The edge of the sinter formed a rocky scarp around the edge of each hill (coloured blue on the map). The flat-lying ground surrounding the hills was a boulder field of large blocks of sinter that had broken from the scarp and rolled down the precipitous sides of the hills. An abandoned coconut plantation choked with dense secondary tropical growth covered the ground.  It looked like this:

Awi silic brecia oc IMG_0084

Siliceous boulders fallen from the scarp

Several angle DD holes had been drilled by the company to test for a potential gold bearing, steep- dipping feeder zone below the sinter. The position of one of these holes is shown on the map. The hole was certainly drilled and completed a few months before my visit.  I saw the core and checked the hole collar in the field (see my photograph, below). I got the impression that the project geologists had never visited the site either during or after drilling.

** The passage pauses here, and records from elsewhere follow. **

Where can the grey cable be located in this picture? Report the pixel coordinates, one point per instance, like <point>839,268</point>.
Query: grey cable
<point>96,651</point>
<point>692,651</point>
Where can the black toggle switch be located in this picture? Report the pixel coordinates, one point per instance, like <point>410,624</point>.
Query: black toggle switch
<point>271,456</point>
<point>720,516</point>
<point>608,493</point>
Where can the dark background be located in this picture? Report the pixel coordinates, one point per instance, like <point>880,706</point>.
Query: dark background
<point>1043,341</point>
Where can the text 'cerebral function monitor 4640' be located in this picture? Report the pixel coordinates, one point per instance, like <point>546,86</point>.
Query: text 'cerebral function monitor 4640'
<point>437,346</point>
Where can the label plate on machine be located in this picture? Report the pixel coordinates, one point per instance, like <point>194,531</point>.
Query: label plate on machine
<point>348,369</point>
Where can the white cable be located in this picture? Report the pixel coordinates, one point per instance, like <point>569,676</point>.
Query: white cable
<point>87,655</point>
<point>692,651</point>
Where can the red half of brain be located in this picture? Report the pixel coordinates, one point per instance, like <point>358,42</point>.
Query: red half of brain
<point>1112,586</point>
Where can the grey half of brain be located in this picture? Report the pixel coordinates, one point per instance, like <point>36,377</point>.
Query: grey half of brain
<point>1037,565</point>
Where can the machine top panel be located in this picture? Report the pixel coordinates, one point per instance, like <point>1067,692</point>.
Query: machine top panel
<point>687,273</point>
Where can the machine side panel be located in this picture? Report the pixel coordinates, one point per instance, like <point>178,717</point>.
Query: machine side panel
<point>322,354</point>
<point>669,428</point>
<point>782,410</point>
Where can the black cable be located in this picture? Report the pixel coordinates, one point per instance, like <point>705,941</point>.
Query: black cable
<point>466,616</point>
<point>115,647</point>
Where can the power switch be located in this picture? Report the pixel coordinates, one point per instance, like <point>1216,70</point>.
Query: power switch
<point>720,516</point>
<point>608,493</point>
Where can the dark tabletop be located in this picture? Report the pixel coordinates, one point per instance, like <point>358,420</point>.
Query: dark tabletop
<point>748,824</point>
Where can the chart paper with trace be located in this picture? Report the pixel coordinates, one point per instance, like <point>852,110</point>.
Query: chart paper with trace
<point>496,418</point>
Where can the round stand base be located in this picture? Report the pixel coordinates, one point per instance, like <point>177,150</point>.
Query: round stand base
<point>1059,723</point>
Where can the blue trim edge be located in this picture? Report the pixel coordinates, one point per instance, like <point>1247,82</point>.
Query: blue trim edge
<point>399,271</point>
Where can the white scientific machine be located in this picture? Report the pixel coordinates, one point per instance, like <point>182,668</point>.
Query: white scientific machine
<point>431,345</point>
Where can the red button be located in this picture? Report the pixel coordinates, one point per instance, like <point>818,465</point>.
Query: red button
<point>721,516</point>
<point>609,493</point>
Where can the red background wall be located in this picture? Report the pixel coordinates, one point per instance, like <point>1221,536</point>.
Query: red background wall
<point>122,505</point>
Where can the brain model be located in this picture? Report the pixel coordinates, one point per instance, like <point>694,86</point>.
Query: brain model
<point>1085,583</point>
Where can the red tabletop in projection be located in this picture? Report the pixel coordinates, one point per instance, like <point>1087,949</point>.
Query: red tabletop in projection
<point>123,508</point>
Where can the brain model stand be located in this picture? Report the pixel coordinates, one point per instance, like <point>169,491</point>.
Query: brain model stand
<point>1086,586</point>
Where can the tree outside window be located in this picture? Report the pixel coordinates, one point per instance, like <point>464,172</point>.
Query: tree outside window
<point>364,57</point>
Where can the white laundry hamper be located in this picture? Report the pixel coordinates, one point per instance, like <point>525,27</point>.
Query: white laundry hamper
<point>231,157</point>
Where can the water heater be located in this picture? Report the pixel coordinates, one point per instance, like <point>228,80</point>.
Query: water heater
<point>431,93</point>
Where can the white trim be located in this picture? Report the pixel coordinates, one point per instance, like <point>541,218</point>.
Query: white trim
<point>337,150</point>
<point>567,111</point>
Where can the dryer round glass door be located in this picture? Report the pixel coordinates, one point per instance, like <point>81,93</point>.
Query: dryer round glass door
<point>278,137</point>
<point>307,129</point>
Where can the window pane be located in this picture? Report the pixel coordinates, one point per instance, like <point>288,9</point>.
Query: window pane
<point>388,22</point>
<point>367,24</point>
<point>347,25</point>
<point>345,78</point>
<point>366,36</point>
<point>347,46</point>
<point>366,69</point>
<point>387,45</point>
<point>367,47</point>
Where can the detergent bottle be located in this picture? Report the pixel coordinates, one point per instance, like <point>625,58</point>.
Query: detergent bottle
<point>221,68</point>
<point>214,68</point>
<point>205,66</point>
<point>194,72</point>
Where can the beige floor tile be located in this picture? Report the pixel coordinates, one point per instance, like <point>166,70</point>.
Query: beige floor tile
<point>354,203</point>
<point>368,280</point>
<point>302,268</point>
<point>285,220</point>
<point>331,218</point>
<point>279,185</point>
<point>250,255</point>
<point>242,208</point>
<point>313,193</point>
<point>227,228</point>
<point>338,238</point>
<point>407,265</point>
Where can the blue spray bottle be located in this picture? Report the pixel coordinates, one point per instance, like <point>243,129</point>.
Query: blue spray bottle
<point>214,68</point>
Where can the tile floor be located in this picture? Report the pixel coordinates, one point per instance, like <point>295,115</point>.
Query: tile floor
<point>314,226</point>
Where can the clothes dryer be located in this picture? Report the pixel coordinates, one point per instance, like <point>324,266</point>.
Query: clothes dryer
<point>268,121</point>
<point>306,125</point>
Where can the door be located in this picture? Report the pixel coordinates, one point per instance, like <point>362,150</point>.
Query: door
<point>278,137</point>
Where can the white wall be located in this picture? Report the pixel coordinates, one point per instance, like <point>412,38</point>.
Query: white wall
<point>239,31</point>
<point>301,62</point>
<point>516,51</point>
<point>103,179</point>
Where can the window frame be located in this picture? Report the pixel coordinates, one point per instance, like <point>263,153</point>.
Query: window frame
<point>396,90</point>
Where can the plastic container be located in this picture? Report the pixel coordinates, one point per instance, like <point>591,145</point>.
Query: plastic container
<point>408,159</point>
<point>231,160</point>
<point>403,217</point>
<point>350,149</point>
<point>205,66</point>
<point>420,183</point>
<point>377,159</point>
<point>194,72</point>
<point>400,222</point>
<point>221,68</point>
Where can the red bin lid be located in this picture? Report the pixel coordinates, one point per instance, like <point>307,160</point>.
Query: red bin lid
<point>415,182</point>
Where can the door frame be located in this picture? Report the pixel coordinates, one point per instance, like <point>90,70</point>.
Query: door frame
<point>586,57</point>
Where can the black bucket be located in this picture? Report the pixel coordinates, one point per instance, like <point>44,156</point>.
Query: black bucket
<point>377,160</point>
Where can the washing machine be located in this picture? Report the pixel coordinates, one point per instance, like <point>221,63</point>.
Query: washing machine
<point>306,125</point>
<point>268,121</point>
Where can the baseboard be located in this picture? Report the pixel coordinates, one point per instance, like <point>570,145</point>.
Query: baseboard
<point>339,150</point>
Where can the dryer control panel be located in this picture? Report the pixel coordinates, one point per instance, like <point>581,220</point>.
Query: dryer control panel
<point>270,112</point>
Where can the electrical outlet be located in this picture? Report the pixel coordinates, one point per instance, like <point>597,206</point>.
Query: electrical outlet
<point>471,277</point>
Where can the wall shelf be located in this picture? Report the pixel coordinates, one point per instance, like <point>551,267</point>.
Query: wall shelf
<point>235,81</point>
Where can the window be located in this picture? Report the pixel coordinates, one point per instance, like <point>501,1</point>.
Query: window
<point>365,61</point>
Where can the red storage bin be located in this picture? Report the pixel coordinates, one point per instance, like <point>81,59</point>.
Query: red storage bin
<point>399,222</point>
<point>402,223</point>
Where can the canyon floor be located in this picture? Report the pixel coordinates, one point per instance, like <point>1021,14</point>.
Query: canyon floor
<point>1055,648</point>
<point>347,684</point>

The abandoned site is however a model of good drill-site housekeeping:  the collar nicely sealed and capped and concreted in.  The hole number is etched on the polythene stand pipe and painted on to a handy adjacent rock. 

But wait – that can’t be right…

Batu 2008 DD collar with fallen sinter boulder IMG_0073

The impossible diamond drill hole 

There is a 20 tonne sinter boulder sitting immediately behind the collar!

There is no way this hole could have been drilled in this position. Therefore the boulder must have arrived after the hole was drilled.  But how could a boulder, that must have been derived from the overhanging scarp that lies to the right of the frame (the direction in which the hole was drilled, see map) have positioned itself behind the collar without destroying the collar or even leaving some mark of its passage? On the face of it, the boulder must have arrived here very recently, but it is covered in creepers and appears to have skipped over an ancient fallen log?  Let us see…

My first thought was that someone had deliberately placed the boulder in this position – perhaps as a practical joke or to make an environmental protest about exploration activities. But that could hardly be right. In this remote part of the world anti-development Green activists are (thankfully) virtually non-existent and in any case moving a boulder this size would require heavy tracked machinery and there was certainly none of those available either at this remote site.

Maybe the boulder, shaken from the overhanging cliff by some earthquake, rolled down the hill, slowing as it went, just missing the collar, before coming to a stop immediately behind it, and then, with its last few kilojoules of kinetic energy, collapsing sideways to neatly position itself behind the plastic stand pipe.

Maybe then, over the next few weeks, heavy rain and burst of plant growth covered up the scars from the passage of the boulder.  In this environment, secondary growth can be rapid.

Maybe then a survey team, sent out to locate and mark the collars of completed holes, arrived and found the side of the massive boulder a handy place to paint the drill hole number.

But there are too many “maybes” in the above argument and they add up to one very unlikely scenario.

So here is another explanation: the drillers (or a site rehabilitation crew) returned to the scene a few weeks after hole completion in order to cement in the hole collar,  but were unable to find it again because it was (guess what?)  – now covered by a large rock.  Not deterred, they decided to play a practical joke on the geologists – cementing in a new dummy drill hole collar as close to the rock as possible, but where no hole could ever have been drilled, and standing back to see if anyone ever noticed?

I dunno. Could be. The facts are as I have stated and illustrated. You now have all the evidence that I have. What do you think?



[1] Not its real name, but nothing else in this story is changed.